LIRIAe : Reader and intelligent research tool for environmental authorities
Every year, environmental authorities handle nearly 4,000 files related to projects and programs such as wind farms, industrial facilities, urban developments, etc., under constrained deadlines and human resources. Some files are not processed, or not sufficiently detailed, with environmental issues that could be avoided, reduced, or compensated. A significant part of the time and difficulty of processing is related to the search for information, checking their consistency, and drafting informed opinions.
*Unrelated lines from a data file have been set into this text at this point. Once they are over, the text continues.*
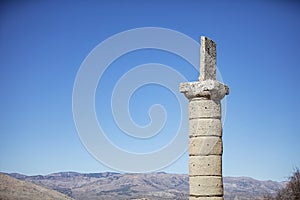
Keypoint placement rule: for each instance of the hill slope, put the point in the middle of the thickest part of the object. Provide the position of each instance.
(154, 186)
(11, 188)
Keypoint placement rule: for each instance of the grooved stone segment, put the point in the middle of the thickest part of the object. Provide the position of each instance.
(202, 146)
(205, 127)
(205, 132)
(204, 109)
(208, 59)
(205, 165)
(206, 186)
(206, 198)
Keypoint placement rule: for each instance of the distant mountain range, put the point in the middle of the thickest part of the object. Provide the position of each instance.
(13, 189)
(98, 186)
The Ecolab of the CGDD develops tools to assist in reading and researching information, with the support of DNUM/MTECT, INRIA via labIA/DINUM, and sector experts from DREAL Bretagne and Bourgogne-Franche-Comté. The needs and initial functionalities, described below, were identified following workshops and discussions with auditors. Feedback from about ten users, especially in the “pilot” regions, helped validate and adapt hypotheses at each stage and broaden the scope and performance of the tools.
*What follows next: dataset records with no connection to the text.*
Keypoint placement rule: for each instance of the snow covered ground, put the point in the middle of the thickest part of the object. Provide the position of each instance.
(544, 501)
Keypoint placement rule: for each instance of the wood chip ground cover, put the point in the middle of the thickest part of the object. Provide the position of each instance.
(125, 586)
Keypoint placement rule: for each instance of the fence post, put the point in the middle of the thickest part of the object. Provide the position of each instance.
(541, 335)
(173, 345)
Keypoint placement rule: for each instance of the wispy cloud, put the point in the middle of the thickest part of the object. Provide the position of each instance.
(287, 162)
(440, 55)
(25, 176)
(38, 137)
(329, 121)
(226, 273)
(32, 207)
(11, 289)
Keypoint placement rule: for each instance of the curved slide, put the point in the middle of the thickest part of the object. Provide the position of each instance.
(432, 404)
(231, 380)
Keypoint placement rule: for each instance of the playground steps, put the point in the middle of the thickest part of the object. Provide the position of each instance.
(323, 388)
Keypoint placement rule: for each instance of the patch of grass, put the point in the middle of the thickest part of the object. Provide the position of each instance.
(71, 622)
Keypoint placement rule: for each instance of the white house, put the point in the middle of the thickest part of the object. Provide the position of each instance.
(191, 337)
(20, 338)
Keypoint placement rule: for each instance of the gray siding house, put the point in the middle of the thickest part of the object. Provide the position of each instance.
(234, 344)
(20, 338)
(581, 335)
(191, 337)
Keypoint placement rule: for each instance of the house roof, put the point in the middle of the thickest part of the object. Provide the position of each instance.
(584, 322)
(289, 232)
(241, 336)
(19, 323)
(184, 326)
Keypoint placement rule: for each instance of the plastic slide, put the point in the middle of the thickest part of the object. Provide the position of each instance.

These tools aim to allow smoother reading through the consolidation of all relevant documents of a file, generally composed of several hundred to several thousand pages, distributed across multiple non-standardized .pdf documents. A user-friendly navigation component containing the hierarchy of titles (sections, subsections…) is constructed automatically, with user validation. Advanced search functionalities within a file and automatic tags facilitate the identification of sections that deal with a theme (e.g., impacts on environments and landscapes, flora and fauna, etc.). Shareable notes allow for the localization of critical points in the file and enable a collaborative instruction and validation process.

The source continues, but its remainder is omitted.